EWC Sector Exposures

Morningstar.com

However, risks remain. The energy sector (about 20% of the fund as of November 10, 2022) is inherently volatile, albeit generally less volatile on an equity basis (as opposed to investing directly in commodities). Having said that, The Economist’s Big Mac Index suggests the Canadian dollar could be modestly overvalued (PPP model, on a GDP-per-capita adjusted basis). If the Canadian dollar is 0-10% undervalued, and this value-gap were to close, you could argue that any fundamental “misvaluation” in EWC’s share price is unlikely to be enough to beat the potential FX variance. Also, U.S. bond yields are higher than Canadian comparables, making the U.S. dollar modestly more attractive on a carrying basis.

Having said the above, the Canadian dollar is probably fairly valued given the country’s recent modest current account surplus (which tends to indicate under-valuation). The current account to GDP just rose to +0.10% in 2021. Therefore, USD/CAD stands to potentially fall, in spite of the exchange rate’s unfavorable interest rate spread from a “short” perspective, and in spite of PPP models suggesting fair value at best.

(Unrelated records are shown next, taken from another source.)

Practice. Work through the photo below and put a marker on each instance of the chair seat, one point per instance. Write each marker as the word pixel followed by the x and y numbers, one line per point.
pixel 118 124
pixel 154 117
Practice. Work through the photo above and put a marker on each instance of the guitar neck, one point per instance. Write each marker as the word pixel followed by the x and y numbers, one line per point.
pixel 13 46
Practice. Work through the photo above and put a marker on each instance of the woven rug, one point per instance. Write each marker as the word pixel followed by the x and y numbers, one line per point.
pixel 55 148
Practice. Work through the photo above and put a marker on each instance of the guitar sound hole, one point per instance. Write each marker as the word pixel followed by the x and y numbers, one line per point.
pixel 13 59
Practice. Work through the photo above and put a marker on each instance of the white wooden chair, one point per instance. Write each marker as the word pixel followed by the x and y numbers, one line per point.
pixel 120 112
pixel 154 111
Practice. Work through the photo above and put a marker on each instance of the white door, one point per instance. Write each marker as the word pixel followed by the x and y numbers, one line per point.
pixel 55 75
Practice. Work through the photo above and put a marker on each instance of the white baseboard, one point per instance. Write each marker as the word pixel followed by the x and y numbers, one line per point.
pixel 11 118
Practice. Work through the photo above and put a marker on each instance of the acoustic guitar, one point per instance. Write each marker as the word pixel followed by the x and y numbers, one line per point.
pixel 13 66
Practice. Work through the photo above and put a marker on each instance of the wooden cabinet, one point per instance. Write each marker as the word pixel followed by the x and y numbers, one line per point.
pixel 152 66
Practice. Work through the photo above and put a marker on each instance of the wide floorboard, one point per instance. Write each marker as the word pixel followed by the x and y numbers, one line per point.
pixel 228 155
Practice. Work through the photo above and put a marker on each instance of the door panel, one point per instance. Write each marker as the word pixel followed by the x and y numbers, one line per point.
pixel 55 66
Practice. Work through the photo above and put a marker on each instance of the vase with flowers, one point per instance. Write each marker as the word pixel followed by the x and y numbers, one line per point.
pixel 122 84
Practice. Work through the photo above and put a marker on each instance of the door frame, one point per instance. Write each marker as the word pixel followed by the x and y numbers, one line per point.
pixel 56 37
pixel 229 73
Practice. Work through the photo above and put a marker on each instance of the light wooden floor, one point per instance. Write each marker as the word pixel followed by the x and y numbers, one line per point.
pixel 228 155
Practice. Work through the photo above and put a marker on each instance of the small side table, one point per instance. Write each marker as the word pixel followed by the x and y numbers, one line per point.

Canada Current Account to GDP

TradingEconomics.com

On balance, as the world economy slowly heads into a new business cycle (albeit with nearer-term recessionary risks), I expect markets to lead the real economy by up to 12 months, and thus EWC is likely to appreciate and perform well over the next few years. The IRR potential may well be up to 10%. However, given minor potential FX risks, as well as the more prominent risk of EWC’s high energy sector exposures (both direct and indirect; the Canadian dollar itself is subject to energy market volatility), I would suggest there are better investment opportunities that are likely to be lower risk at a similar or even better return profile. Therefore, I think it is sensible to take a neutral stance.